“Sogno tutte le notti la sagoma di quel giovane che mi aggredisce”
di Redazione
3 min, 6 sec
ll racconto del sovrintendente di polizia ferito da Jefferson Tomalà poi ucciso da un altro agente
“Mi dispiace molto per la morte di quel ragazzo, ha la stessa età di mia figlia e immagino lo strazio e la rabbia della mamma, ma il mio collega non poteva altro che sparare per evitare che quel ragazzo uccidesse me”
Paolo Petrella, 57 anni, è il sovrintendente di polizia della questura di Genova rimasto ferito da 8 coltellate da Jefferson Tomalà, 20 anni, (nella foto) l'ecuadoriano poi colpito e ucciso con sei colpi di pistola da Luca Pedemonte, l'agente delle volanti collega di Petrella per questo accusato di eccesso colposo di legittima e oggi assolto in primo grado dai giudici.
La tragedia si è consumata nel giugno dell'anno scorso nella casa di Tomalà, a Sestri Ponente: gli agenti erano stati chiamati sul posto dai familiari del ventenne preoccupati perché il giovane si era ferito con delle lamette ed, in preda ad una crisi, si era rinchiuso in camera dopo una lite con la compagna che si era portata via il loro figlio neonato.
Petrella dal giorno della tragedia non è ancora rientrato a lavorare perché ha riportato lesioni permanenti ad un braccio, contusioni alla testa ed è ancora molto scosso per l'accaduto. “Rivedo quella scena ogni notte, anche se non rivedo mai il viso di quel ragazza ma solo la sagome che mi viene addosso” ha confidato ai colleghi.
Oggi l'esperto sovrintendente quando ha appreso dell'assoluzione del collega non ha voluto parlare con il giornalisti, ma come a sfogarsi ha raccontato il suo stato d'animo ai colleghi delle volanti.
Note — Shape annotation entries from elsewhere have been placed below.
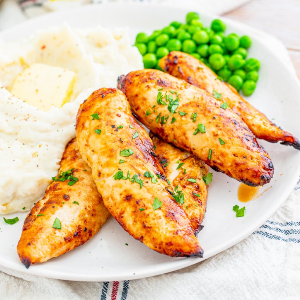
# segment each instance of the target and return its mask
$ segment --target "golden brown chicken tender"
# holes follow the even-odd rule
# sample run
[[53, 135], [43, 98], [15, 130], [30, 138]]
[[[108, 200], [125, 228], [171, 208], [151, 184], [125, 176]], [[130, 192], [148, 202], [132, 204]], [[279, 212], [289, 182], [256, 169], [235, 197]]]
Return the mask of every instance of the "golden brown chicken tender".
[[153, 144], [124, 94], [114, 88], [94, 92], [80, 106], [76, 130], [104, 204], [123, 228], [161, 253], [201, 257], [190, 223], [173, 201]]
[[130, 72], [118, 87], [139, 120], [165, 141], [248, 185], [272, 178], [268, 153], [225, 103], [158, 70]]
[[297, 138], [276, 126], [199, 59], [186, 53], [173, 51], [160, 60], [159, 65], [169, 74], [212, 94], [215, 92], [221, 94], [222, 100], [228, 103], [257, 138], [272, 142], [281, 141], [300, 150], [300, 142]]
[[24, 222], [17, 250], [27, 268], [82, 245], [110, 215], [76, 139], [66, 148], [56, 178]]
[[[175, 200], [182, 205], [196, 236], [206, 211], [209, 184], [207, 185], [205, 183], [208, 167], [188, 152], [176, 148], [151, 133], [150, 136], [160, 165], [174, 190]], [[189, 178], [192, 180], [188, 181]]]

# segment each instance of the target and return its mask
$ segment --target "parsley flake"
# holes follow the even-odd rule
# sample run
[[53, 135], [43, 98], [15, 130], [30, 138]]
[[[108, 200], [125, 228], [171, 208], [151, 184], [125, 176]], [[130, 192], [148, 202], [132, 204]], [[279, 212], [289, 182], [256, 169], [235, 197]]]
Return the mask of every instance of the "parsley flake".
[[98, 112], [96, 112], [95, 113], [93, 113], [92, 115], [91, 115], [91, 117], [93, 117], [93, 118], [92, 119], [92, 121], [93, 120], [94, 120], [96, 119], [96, 120], [99, 120], [100, 118], [99, 118], [99, 115], [98, 115]]
[[3, 218], [3, 219], [5, 223], [7, 223], [10, 225], [13, 225], [19, 221], [19, 218], [17, 217], [16, 217], [13, 219], [5, 219], [5, 218]]
[[155, 197], [154, 199], [154, 202], [152, 204], [152, 206], [153, 206], [153, 209], [154, 210], [158, 209], [160, 207], [161, 207], [161, 201], [160, 201], [156, 197]]
[[59, 219], [58, 219], [57, 218], [55, 218], [54, 222], [52, 225], [52, 227], [57, 229], [62, 229], [62, 224], [60, 223], [60, 220]]
[[132, 151], [132, 149], [130, 148], [129, 149], [124, 149], [122, 150], [120, 152], [120, 155], [121, 156], [125, 156], [128, 157], [130, 156], [130, 155], [132, 155], [134, 152]]
[[209, 173], [206, 176], [202, 175], [202, 179], [207, 185], [212, 181], [212, 173]]

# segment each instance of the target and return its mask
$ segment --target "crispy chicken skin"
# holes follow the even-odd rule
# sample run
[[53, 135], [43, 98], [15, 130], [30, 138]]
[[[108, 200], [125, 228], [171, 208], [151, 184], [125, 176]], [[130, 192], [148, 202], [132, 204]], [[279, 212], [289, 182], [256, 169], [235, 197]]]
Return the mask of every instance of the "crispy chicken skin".
[[160, 60], [159, 65], [169, 74], [208, 93], [212, 94], [214, 91], [221, 94], [222, 100], [228, 104], [257, 138], [272, 142], [281, 142], [300, 150], [297, 138], [276, 126], [244, 100], [234, 88], [220, 80], [209, 68], [191, 55], [172, 51]]
[[[156, 147], [154, 151], [160, 165], [173, 189], [176, 190], [175, 194], [180, 195], [179, 191], [183, 193], [184, 203], [182, 208], [196, 236], [206, 210], [208, 187], [202, 176], [207, 175], [208, 168], [188, 152], [175, 148], [151, 133], [150, 136]], [[179, 163], [177, 162], [178, 160]], [[183, 163], [181, 167], [177, 169], [179, 164]], [[195, 179], [196, 182], [188, 181], [189, 178]]]
[[[26, 268], [82, 245], [110, 215], [92, 179], [91, 169], [81, 158], [76, 139], [66, 148], [58, 174], [73, 168], [78, 181], [72, 186], [68, 180], [53, 181], [25, 219], [17, 250]], [[61, 229], [52, 227], [56, 218]]]
[[[93, 120], [91, 115], [96, 113]], [[100, 134], [97, 129], [101, 130]], [[94, 92], [80, 106], [76, 131], [79, 150], [92, 168], [104, 204], [122, 227], [160, 253], [202, 257], [203, 251], [190, 223], [173, 200], [173, 189], [153, 144], [145, 129], [135, 122], [124, 94], [116, 88]], [[120, 155], [129, 149], [130, 152], [124, 152], [126, 156]], [[129, 155], [131, 151], [134, 153]], [[120, 163], [120, 160], [124, 162]], [[144, 175], [147, 171], [157, 182]], [[156, 198], [162, 203], [154, 210]]]
[[[152, 69], [120, 76], [118, 87], [127, 96], [139, 120], [165, 142], [248, 185], [263, 185], [272, 178], [274, 167], [269, 155], [245, 123], [230, 108], [221, 108], [222, 102], [204, 90]], [[158, 91], [161, 89], [163, 95], [166, 92], [170, 94], [170, 91], [178, 95], [177, 112], [173, 115], [176, 120], [172, 124], [167, 105], [158, 104]], [[181, 116], [179, 111], [187, 114]], [[195, 113], [194, 122], [191, 116]], [[162, 122], [163, 116], [170, 117]], [[205, 133], [196, 130], [201, 124], [205, 126]], [[225, 143], [221, 144], [219, 138]]]

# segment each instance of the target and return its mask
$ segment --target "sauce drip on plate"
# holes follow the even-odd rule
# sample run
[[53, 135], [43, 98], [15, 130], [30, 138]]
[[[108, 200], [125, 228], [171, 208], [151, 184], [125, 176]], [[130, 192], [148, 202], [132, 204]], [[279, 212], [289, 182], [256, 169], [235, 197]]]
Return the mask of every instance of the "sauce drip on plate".
[[238, 189], [238, 198], [241, 202], [248, 202], [252, 200], [260, 187], [250, 187], [241, 183]]

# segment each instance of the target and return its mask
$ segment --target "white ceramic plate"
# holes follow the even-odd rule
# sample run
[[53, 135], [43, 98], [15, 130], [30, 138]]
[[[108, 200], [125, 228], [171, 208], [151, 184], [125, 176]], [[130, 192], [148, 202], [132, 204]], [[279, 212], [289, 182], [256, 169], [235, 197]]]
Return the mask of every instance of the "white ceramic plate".
[[[32, 19], [0, 33], [0, 38], [5, 40], [21, 38], [32, 33], [37, 28], [67, 21], [76, 27], [98, 24], [107, 27], [128, 26], [133, 43], [138, 32], [150, 33], [172, 21], [183, 21], [188, 12], [188, 10], [172, 7], [135, 4], [87, 6]], [[200, 12], [204, 24], [207, 25], [216, 17]], [[248, 100], [278, 125], [300, 137], [300, 86], [296, 76], [279, 58], [276, 49], [272, 52], [260, 40], [259, 34], [254, 34], [255, 32], [242, 24], [228, 20], [225, 21], [227, 32], [251, 36], [253, 46], [249, 57], [256, 58], [261, 63], [257, 88]], [[19, 260], [16, 251], [26, 214], [19, 213], [5, 216], [10, 218], [18, 216], [20, 221], [13, 226], [4, 223], [2, 218], [0, 220], [0, 265], [53, 278], [110, 281], [161, 274], [214, 255], [244, 238], [263, 224], [287, 198], [300, 173], [299, 151], [292, 147], [260, 141], [275, 166], [274, 177], [270, 183], [261, 188], [259, 194], [262, 194], [261, 196], [246, 204], [244, 217], [237, 218], [232, 210], [236, 204], [243, 206], [237, 200], [239, 183], [223, 174], [213, 172], [203, 224], [205, 227], [198, 235], [204, 250], [202, 259], [172, 258], [157, 253], [134, 240], [111, 218], [96, 236], [84, 245], [26, 269]]]

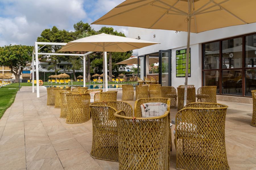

“Noi non abbiamo sbagliato l'intervento. Quando siamo entrati nella camera quel ragazzo era disteso su un letto con una coperta addosso, sanguinante perché si era ferito con delle lamette, le mani non si vedevano quasi mai, ma indossava dei guanti da lavoro, come a proteggersi, lì ho capito che stava meditando qualcosa, io da capo pattuglia mi sono avvicinato per parlargli, per calmarlo. Quando ha visto che avanzavo mi ha detto poche frasi, che non dimenticherò mai, “Come mai avete i guanti? Come mai siete tanti? Mandali via tutti sennò ammazzo tutti”. Io ho avuto il tempo di rispondere che i guanti li indossiamo tutti per prevenzione, e lui, mentre accompagnavo fuori dalla camera il fratello, è partito come una molla, si è avventato con il coltello in mano, è stato allora che il mio collega ha estratto lo spray al peperoncino e glielo ha spruzzato addosso per calmarlo, ma è stato inutile, anzi, come impazzito ha accoltellato anche il mio collega, è stato allora che sono intervenuto io, lui mi è saltato addosso, e ha continuato a farlo anche quando ero a terra, colpendomi più volte con il coltello, anche alla schiena, mi colpiva con cattiveria e in modo metodico, una volta a destra, poi al centro, quindi a sinistra. Era come impazzito. Ha continuato a farlo anche quando mi sono accasciato, per fortuna mi sono piegato per evitare i fendenti, perché una coltellata mi ha fratturato la gabbia toracica e ha sfiorato il cuore. Pochi centimetri e oggi non sarei qui. É stato a questo punto che il mio collega ha estratto la pistola e fatto fuoco, e forse lo ha fatto anche troppo tardi. Ma nonostante fosse stato colpito lui continuava ad accanirsi contro di me. Io ero a terra e cercavo di difendermi scalciando, e in quei momenti ho pensato che mi avrebbe ucciso. Poi quando è finito tutto e l'ho visto accasciato a terra non ho più pensato a me, al fatto che ero vivo per miracolo, ma pensavo a quel ragazzo morto che poteva essere mio figlio. Noi eravamo arrivati nella casa per salvarlo, ed invece è andata così. Ma non potevamo fare altro e non abbiamo sbagliato, io ho provato a parlargli, come ho sempre fatto in interventi come questi, e ci ho provato sino a quando non ci è saltato addosso...”.